The world is continuously becoming a smaller and smaller place. It has become a
global community of sorts merely divided by imperceptible borders that are easily
transversed by ever-evolving technological advances in the fields of business,
travel, communication and such, each regulated by its own set of domestic laws and
regulations. Hordes of South Africans immigrate to Australia annually due to, among
others, economic and political uncertainty. These ex-patriots generally leave behind
assets and creditors in South Africa whilst acquiring new ones wherever they choose
to establish themselves. This serves as basis for potential future cross-border
insolvency issues. Furthermore, entities such as companies trading internationally,
and multinational companies with branches and offices in more than one state, have
property and creditors in many different jurisdictions. Should such a company be
liquidated, it would give rise to questions of jurisdiction, the procedures to be
followed, the appointment of a liquidator(s) and the distribution of assets, to name a
few.
The absence of a universal cross-border insolvency law leaves room for much
uncertainty and confusion. What is of importance for purposes of this research is to
clarify all prevailing uncertainties regarding the rights and obligations of the foreign
representative and the foreign creditor in cross-border insolvency matters. The
foreign representative is the person or entity appointed to administer the
reorganisation or liquidation of the insolvent debtor’s assets in a foreign proceeding.
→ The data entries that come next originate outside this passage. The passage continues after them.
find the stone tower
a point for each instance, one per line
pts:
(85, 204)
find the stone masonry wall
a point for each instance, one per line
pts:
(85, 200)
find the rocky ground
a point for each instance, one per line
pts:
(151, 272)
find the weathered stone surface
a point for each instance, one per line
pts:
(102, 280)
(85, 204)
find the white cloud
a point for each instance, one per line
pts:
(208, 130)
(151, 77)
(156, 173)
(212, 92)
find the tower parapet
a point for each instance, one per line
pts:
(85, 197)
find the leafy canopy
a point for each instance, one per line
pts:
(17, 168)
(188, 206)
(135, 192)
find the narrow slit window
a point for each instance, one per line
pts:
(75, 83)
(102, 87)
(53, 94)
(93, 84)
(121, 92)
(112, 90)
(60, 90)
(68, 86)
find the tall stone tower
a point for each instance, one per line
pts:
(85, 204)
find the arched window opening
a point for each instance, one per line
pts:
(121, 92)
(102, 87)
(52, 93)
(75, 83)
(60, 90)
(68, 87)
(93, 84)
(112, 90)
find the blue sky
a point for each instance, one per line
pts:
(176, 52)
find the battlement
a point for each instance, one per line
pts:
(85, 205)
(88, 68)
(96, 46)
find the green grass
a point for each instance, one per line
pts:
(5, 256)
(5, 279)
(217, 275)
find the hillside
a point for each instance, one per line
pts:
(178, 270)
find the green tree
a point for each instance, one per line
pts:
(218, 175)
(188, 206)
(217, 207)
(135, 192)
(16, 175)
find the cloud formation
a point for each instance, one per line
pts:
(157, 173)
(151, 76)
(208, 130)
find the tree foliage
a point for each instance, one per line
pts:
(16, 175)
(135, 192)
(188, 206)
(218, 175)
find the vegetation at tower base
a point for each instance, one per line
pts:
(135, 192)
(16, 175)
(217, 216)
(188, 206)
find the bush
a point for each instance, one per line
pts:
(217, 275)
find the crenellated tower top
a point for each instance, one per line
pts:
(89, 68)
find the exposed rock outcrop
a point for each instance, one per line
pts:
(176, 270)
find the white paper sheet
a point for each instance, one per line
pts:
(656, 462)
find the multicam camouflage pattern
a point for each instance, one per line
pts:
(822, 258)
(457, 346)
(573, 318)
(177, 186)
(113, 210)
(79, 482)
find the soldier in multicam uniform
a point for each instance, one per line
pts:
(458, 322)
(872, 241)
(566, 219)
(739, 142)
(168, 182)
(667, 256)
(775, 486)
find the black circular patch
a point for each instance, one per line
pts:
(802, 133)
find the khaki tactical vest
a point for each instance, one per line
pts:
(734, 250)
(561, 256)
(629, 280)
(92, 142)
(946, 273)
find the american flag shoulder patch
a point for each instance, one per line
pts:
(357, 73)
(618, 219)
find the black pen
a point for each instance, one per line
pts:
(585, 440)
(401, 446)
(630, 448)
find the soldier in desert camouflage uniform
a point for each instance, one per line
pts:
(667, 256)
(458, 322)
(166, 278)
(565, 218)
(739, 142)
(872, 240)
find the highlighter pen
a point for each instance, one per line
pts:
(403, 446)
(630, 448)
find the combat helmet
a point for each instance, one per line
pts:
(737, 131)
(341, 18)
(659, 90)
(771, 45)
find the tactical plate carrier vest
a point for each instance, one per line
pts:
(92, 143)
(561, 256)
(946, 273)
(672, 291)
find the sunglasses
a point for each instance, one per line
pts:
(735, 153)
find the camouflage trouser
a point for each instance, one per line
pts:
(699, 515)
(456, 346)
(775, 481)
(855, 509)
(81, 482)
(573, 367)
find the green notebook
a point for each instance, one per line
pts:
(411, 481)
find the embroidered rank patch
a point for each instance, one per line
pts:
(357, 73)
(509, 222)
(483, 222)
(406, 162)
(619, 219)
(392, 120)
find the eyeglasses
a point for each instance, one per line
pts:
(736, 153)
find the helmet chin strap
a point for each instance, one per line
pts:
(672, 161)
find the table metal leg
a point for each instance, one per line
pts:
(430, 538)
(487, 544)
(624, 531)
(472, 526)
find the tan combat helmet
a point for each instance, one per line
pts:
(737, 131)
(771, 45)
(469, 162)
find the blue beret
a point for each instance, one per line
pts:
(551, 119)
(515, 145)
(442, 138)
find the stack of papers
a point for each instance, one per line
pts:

The inconsistency in cross-border insolvency regulations between South Africa and
Australia has the consequence that there is no guarantee that a foreign creditor in
one state will be treated the same as a foreign creditor in terms of the domestic laws
of the other, as the Model Law aims to do. The situation would have been
significantly less complicated had the South African Cross-Border Insolvency Act been in force at present and had Australia been designated as a state to which this
Act would apply. In that case, the treatment of foreign representatives and foreign
creditors would be of a reciprocal nature.
This dissertation attempts, through an investigation of the South African and
Australian domestic insolvency laws, to ascertain the position of the foreign
representative and foreign creditors pre and post incorporation of the Model Law.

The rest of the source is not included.